Scientists break down Thanksgiving Day earthquake, explain similarities to 2018 quake

ANCHORAGE, Alaska (KTUU) – The Alaska Earthquake Center is addressing questions about the magnitude 6.0 earthquake that shook Southcentral and Interior Alaska on Thanksgiving morning.
The Alaska Earthquake Center is calling it the Susitna Earthquake.
Though the epicenter of the quake was close to the epicenter of the M7.1 earthquake on Nov. 30, 2018, the Alaska Earthquake Center said it was not an aftershock.
“Aftershocks are kind of a man-made, artificial sort of designation for earthquakes. There’s nothing in the earth that says this is an aftershock versus not an aftershock,” Austin Holland, Alaska Earthquake Center director of operations, said.
“It was outside of the rupture area of the 2018 Anchorage earthquake, which is generally what we use to identify whether an earthquake is considered an aftershock or not,” he said.
Alaska Earthquake Center compares Susitna Earthquake to 2018 Anchorage Earthquake(Sarah Noel/Alaska Earthquake Center)
The Susitna Earthquake also happened just days before the seven-year mark since the 2018 quake, leaving some asking whether it was a coincidence.
Holland said that’s what it was.
“This is an active area with a large number of earthquakes throughout our recording history,” he said. “I know it seems really odd that there is such a good coincidence between the timing of these, both kind of around the end of Thanksgiving, end of November kind of timeframe, but there is no seasonality to deep earthquakes like this.”
Alaska Earthquake Center looks at Susitna Earthquake(Cade Quigley/Alaska Earthquake Center)
Another interesting thing about the quake is that some people farther from quake felt the shaking stronger and longer.
“Because this was deep enough, it was almost as deep as it was as far as it was from Anchorage, creating this ability to have energy more broadly spread over a broader area and being felt broadly, including all the way north to Fairbanks,” he said.
Alaska Earthquake Center looks at Susitna Earthquake(Michael West/Alaska Earthquake Center)
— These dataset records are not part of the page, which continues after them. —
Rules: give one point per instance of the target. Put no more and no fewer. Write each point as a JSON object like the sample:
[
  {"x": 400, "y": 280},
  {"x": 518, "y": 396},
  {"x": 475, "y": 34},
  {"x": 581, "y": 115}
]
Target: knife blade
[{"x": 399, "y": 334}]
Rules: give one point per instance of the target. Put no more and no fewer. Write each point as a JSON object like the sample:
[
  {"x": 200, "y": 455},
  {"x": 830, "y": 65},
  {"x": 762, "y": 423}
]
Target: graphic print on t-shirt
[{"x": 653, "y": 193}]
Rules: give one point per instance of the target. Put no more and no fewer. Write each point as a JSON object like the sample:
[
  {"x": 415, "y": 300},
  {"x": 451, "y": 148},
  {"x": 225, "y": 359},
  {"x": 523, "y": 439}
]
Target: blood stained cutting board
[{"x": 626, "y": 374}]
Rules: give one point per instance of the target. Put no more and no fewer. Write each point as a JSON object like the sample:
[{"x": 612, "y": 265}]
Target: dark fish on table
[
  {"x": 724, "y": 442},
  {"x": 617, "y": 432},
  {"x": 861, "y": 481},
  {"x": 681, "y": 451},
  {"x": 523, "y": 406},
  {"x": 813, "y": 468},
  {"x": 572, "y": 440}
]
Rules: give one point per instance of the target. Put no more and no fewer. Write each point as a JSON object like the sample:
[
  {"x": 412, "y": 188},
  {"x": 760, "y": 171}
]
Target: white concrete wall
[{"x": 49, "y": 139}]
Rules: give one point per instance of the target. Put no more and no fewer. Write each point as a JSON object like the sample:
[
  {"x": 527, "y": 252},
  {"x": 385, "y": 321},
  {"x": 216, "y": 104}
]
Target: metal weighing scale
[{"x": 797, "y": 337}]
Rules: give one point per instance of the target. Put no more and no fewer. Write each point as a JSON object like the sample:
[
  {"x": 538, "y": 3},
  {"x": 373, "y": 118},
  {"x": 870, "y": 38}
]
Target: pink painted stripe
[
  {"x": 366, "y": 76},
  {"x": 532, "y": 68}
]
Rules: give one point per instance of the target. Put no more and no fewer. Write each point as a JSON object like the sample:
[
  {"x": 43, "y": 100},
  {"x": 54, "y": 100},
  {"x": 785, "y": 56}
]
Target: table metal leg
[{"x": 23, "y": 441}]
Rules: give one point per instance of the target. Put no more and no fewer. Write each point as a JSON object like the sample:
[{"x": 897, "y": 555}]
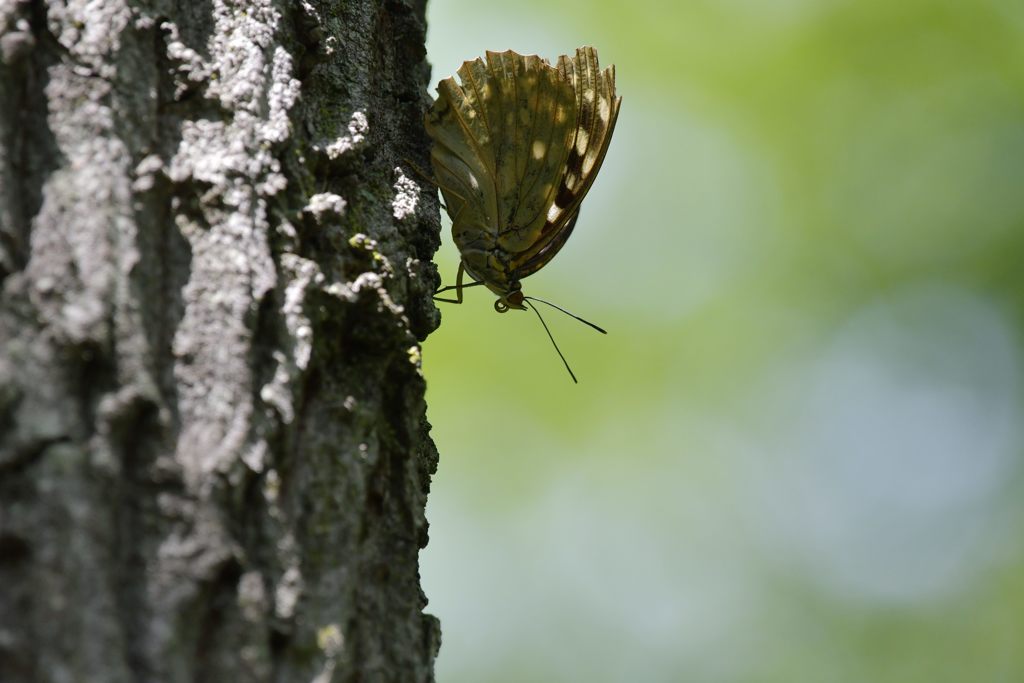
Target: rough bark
[{"x": 215, "y": 276}]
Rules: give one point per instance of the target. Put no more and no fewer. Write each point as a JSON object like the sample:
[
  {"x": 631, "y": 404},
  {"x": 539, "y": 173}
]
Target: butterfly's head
[{"x": 511, "y": 299}]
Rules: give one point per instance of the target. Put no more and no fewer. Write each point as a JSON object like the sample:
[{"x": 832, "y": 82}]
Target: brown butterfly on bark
[{"x": 517, "y": 145}]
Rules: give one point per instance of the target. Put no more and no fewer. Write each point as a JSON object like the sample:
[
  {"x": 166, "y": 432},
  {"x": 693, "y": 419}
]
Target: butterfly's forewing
[
  {"x": 516, "y": 147},
  {"x": 597, "y": 111},
  {"x": 531, "y": 113}
]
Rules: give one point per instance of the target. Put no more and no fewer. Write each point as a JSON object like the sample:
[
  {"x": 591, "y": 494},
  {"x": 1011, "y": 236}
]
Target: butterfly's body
[{"x": 517, "y": 145}]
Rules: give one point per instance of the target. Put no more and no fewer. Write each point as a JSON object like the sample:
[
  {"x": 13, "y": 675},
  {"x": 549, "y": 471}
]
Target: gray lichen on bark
[{"x": 216, "y": 273}]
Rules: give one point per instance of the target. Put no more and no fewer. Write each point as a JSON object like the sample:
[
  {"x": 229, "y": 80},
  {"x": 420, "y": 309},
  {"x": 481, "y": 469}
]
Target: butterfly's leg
[{"x": 457, "y": 287}]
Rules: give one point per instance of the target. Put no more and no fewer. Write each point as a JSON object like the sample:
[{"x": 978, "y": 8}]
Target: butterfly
[{"x": 517, "y": 143}]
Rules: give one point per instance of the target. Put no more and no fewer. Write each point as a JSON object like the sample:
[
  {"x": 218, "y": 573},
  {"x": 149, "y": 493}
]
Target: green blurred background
[{"x": 798, "y": 455}]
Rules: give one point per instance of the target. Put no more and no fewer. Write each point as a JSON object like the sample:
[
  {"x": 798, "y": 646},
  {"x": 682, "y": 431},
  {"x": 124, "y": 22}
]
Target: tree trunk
[{"x": 215, "y": 275}]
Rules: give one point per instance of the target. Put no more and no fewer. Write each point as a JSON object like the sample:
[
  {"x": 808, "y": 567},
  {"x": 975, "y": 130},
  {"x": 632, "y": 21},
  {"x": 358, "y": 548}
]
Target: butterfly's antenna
[
  {"x": 534, "y": 308},
  {"x": 567, "y": 313}
]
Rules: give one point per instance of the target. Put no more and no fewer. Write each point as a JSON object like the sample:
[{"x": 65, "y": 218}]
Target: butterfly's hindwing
[{"x": 517, "y": 144}]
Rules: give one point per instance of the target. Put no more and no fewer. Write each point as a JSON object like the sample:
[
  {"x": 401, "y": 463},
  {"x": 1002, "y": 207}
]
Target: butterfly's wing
[
  {"x": 517, "y": 144},
  {"x": 502, "y": 137},
  {"x": 597, "y": 112}
]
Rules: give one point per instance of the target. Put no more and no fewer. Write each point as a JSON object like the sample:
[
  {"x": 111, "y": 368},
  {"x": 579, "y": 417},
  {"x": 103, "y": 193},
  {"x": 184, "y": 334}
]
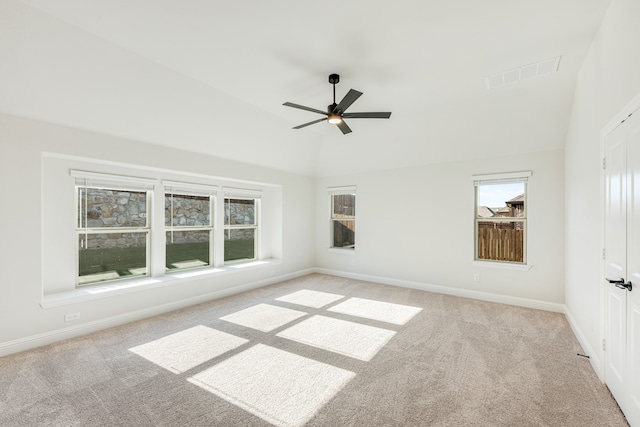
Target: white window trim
[
  {"x": 243, "y": 194},
  {"x": 111, "y": 182},
  {"x": 156, "y": 189},
  {"x": 502, "y": 178},
  {"x": 197, "y": 191},
  {"x": 334, "y": 191}
]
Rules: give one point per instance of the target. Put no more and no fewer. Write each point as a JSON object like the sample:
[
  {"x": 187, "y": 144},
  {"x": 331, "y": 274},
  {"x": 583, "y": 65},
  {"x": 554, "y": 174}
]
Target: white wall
[
  {"x": 608, "y": 81},
  {"x": 416, "y": 225},
  {"x": 22, "y": 143}
]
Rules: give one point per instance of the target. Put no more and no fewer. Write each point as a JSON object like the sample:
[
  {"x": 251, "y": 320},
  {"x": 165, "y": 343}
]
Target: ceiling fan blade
[
  {"x": 343, "y": 127},
  {"x": 302, "y": 107},
  {"x": 367, "y": 115},
  {"x": 348, "y": 99},
  {"x": 310, "y": 123}
]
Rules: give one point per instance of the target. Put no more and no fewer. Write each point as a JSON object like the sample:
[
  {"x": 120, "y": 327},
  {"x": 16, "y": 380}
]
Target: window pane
[
  {"x": 501, "y": 241},
  {"x": 344, "y": 206},
  {"x": 239, "y": 211},
  {"x": 187, "y": 249},
  {"x": 239, "y": 243},
  {"x": 501, "y": 200},
  {"x": 344, "y": 233},
  {"x": 99, "y": 208},
  {"x": 181, "y": 210},
  {"x": 108, "y": 256}
]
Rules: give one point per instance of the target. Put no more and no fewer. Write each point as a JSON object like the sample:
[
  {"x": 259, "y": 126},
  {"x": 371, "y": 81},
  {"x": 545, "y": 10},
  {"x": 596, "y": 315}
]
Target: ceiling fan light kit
[{"x": 336, "y": 112}]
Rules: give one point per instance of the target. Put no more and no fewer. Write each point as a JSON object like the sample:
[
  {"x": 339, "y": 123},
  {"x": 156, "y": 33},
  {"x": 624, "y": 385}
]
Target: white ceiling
[{"x": 211, "y": 76}]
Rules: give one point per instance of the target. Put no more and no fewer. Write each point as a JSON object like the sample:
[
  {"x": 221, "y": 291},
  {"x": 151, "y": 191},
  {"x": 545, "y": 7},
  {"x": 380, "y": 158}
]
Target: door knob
[{"x": 626, "y": 286}]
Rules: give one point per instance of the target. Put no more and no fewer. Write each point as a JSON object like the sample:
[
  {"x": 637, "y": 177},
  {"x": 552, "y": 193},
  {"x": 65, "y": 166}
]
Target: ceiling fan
[{"x": 336, "y": 112}]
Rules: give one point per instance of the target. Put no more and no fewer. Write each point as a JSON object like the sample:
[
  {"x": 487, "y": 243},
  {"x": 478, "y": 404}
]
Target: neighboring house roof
[
  {"x": 517, "y": 200},
  {"x": 485, "y": 212}
]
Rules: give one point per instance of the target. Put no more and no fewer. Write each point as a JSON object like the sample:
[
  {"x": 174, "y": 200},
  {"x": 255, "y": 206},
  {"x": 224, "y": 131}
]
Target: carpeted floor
[{"x": 315, "y": 351}]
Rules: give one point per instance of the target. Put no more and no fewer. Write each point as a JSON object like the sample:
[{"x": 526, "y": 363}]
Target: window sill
[
  {"x": 348, "y": 251},
  {"x": 88, "y": 293},
  {"x": 502, "y": 265}
]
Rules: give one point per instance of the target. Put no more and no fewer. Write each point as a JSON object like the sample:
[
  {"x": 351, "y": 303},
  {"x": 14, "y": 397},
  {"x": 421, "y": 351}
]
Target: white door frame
[{"x": 628, "y": 109}]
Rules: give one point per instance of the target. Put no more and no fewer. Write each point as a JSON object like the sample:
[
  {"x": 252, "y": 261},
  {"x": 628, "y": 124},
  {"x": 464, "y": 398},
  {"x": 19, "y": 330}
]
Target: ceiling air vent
[{"x": 525, "y": 72}]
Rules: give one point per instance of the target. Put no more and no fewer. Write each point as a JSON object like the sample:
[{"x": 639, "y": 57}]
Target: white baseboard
[
  {"x": 594, "y": 356},
  {"x": 33, "y": 341},
  {"x": 465, "y": 293}
]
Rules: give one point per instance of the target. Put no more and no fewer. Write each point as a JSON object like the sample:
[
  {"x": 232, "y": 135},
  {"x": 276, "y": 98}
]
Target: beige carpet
[{"x": 315, "y": 351}]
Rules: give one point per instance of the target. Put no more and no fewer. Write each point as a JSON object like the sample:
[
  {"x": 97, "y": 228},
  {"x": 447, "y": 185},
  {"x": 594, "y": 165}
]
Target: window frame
[
  {"x": 115, "y": 183},
  {"x": 341, "y": 191},
  {"x": 171, "y": 228},
  {"x": 498, "y": 179},
  {"x": 242, "y": 194}
]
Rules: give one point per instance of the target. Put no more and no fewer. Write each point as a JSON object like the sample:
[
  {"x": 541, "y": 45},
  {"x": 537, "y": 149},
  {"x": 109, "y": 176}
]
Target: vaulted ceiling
[{"x": 211, "y": 77}]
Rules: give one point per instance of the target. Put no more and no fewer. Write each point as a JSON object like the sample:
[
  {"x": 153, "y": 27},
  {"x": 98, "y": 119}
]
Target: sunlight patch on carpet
[
  {"x": 187, "y": 349},
  {"x": 310, "y": 298},
  {"x": 280, "y": 387},
  {"x": 351, "y": 339},
  {"x": 264, "y": 317},
  {"x": 397, "y": 314}
]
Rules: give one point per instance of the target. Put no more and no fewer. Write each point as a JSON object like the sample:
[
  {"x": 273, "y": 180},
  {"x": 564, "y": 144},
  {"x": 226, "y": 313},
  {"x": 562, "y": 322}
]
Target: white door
[{"x": 622, "y": 266}]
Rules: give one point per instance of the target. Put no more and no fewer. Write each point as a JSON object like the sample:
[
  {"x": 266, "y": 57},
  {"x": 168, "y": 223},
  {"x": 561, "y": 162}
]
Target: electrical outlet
[{"x": 71, "y": 316}]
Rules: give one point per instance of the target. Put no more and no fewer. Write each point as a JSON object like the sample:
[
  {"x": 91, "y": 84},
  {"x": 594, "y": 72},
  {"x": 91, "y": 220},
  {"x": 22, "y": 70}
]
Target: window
[
  {"x": 112, "y": 229},
  {"x": 121, "y": 233},
  {"x": 501, "y": 217},
  {"x": 241, "y": 213},
  {"x": 189, "y": 225},
  {"x": 343, "y": 217}
]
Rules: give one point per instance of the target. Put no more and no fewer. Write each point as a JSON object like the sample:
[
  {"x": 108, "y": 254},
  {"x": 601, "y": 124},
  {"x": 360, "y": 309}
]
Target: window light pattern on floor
[
  {"x": 309, "y": 298},
  {"x": 187, "y": 349},
  {"x": 264, "y": 317},
  {"x": 351, "y": 339},
  {"x": 280, "y": 387},
  {"x": 376, "y": 310}
]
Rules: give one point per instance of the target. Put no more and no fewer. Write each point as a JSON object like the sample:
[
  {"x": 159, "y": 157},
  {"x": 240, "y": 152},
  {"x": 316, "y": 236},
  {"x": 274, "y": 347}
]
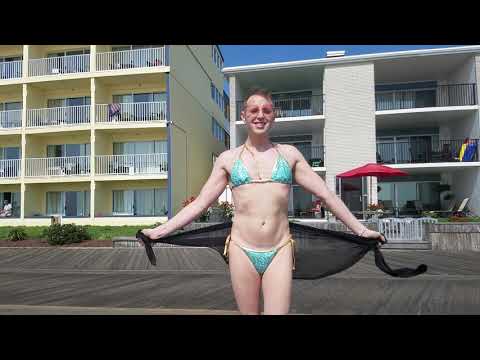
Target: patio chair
[
  {"x": 453, "y": 209},
  {"x": 418, "y": 207}
]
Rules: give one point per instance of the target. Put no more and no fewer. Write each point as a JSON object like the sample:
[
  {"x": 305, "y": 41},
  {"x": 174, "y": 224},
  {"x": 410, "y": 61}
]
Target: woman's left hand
[{"x": 373, "y": 235}]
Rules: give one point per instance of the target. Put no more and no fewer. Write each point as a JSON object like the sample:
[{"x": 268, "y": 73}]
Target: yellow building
[{"x": 107, "y": 134}]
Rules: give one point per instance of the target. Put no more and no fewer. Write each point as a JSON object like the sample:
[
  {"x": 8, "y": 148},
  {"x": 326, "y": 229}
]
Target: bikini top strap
[{"x": 275, "y": 146}]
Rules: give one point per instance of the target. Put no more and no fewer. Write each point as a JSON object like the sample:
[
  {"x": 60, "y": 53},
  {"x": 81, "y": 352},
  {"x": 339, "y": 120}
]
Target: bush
[
  {"x": 17, "y": 234},
  {"x": 66, "y": 234}
]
The Cook Inlet Basin also played a role in some areas, including Nikiski, which felt the quake longer and stronger because of the way the sediments impact the velocity of the seismic waves.
“In addition, sometimes basins, depending on the orientation of the waves entering the basin, the waves can be trapped in the basin and reverberate. And so all these factors can play together to change people’s experiences. In general, people’s experiences can vary dramatically even within the same basin,” he said.
Some also received a notification around the time the quake started. It’s a part of an addition to the Android system that was put in place about a year ago.
“It hasn’t happened that we’ve gotten a whole lot of notifications in Alaska from the Android system, partly because a lot of our earthquakes are offshore in the Aleutians, and you need people’s Android phones to then create those shaking alerts,” Holland said.
“One of the things we’re looking to at the Alaska Earthquake Center is producing a system that isn’t reliant on where people’s phones are, but is reliant on where we put instrumentation throughout the region. And this is called Earthquake Early Warning,” he said. “The goal is to really provide people a few seconds to tens of seconds to prepare before the strongest shaking reaches where they’re at.”